Agent Memory Persistence Patterns: Long-Term Memory Stores, RAG for Agents, and Beyond Context Compaction

Agent Memory Persistence Patterns: Long-Term Memory Stores, RAG for Agents, and Beyond Context Compaction


Context compaction keeps a single session alive when tokens run out. It does not, however, solve the harder problem: giving an agent durable knowledge that survives across sessions, machines, and teams. This article maps the persistence patterns that sit above compaction — vector stores, knowledge graphs, multi-scope memory frameworks, and the MCP servers that wire them into Codex CLI.
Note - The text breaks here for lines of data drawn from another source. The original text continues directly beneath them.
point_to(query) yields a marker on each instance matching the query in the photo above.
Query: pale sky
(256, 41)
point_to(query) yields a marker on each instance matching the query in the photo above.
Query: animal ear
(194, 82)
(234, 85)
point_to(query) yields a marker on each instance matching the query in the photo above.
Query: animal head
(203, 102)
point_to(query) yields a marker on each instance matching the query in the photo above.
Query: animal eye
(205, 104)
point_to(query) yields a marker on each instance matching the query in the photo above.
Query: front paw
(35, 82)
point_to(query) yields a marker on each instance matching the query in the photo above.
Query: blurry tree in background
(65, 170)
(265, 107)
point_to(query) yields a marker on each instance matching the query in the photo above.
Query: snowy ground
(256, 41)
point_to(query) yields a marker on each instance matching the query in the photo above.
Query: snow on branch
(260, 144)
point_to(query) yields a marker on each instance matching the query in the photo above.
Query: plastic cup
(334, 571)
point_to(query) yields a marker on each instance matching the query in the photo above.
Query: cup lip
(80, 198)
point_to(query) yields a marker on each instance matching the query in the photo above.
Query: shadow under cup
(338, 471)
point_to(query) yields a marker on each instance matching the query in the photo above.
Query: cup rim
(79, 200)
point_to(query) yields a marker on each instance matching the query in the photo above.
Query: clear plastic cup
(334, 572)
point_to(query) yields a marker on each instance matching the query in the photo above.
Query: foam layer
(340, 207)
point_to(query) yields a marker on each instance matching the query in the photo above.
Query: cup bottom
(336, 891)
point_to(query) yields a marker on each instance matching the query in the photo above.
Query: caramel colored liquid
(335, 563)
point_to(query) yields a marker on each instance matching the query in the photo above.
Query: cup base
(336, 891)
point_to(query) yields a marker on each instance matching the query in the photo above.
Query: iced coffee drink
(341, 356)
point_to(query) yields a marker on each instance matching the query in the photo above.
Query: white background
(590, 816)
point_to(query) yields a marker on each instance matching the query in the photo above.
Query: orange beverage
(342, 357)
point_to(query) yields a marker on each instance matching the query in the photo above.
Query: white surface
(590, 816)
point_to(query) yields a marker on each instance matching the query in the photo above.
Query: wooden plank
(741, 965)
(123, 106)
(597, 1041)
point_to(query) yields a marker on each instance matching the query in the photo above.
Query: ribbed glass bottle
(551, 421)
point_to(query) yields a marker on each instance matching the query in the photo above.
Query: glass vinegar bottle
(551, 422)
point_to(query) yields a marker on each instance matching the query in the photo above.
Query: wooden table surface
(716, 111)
Why Compaction Is Not Memory

Codex CLI’s compaction pipeline fires at two moments: before sending a new user message when accumulated tokens exceed a threshold, and during long tool-call chains at loop boundaries 1. The result is an encrypted compact blob that preserves latent understanding for the current session. Once the session ends, that blob is gone.

Codex CLI v0.128 introduced a native Memories system to bridge this gap — a two-phase extraction-and-consolidation pipeline backed by SQLite (~/.ctx-memory/store.db) 2. When a thread has been idle for at least six hours (configurable via min_rollout_idle_hours), Codex spawns extraction jobs using gpt-5.4-mini to distil conversation into raw_memory and rollout_summary, which a consolidation agent later merges into MEMORY.md 2. In v0.135.0, memory runtime state migrated to a dedicated SQLite database 3.

This is useful, but local-only. No cross-machine sync, no team sharing, no semantic retrieval beyond substring matching. Production agents need more.

A Taxonomy of Agent Memory

Research from the ICLR 2026 MemAgents Workshop and production deployments converge on three memory types 4:

  • Episodic memory — past reasoning traces and conversation history, used for replay and few-shot learning from prior sessions.
  • Semantic memory — factual knowledge stored in vector embeddings or knowledge graph triples, retrieved by meaning rather than recency.
  • Procedural memory — learned workflows, coding patterns, tool-use habits, and deployment steps the agent should apply consistently.

Each type demands a different storage backend and retrieval strategy.

graph TD
    A[Agent Session] --> B{Memory Type?}
    B -->|Episodic| C[Session Replay Store]
    B -->|Semantic| D[Vector DB / Knowledge Graph]
    B -->|Procedural| E[Workflow Templates / MEMORY.md]
    C --> F[Retrieval Layer]
    D --> F
    E --> F
    F --> G[Context Injection]
    G --> A

The Four Production Architectures

1. Vector Store + RAG

The baseline pattern. Conversation extracts are chunked, embedded, and stored in a vector database (Pinecone, Qdrant, Weaviate, pgvector). At query time, semantic search retrieves the top-_k_ chunks and injects them into the prompt.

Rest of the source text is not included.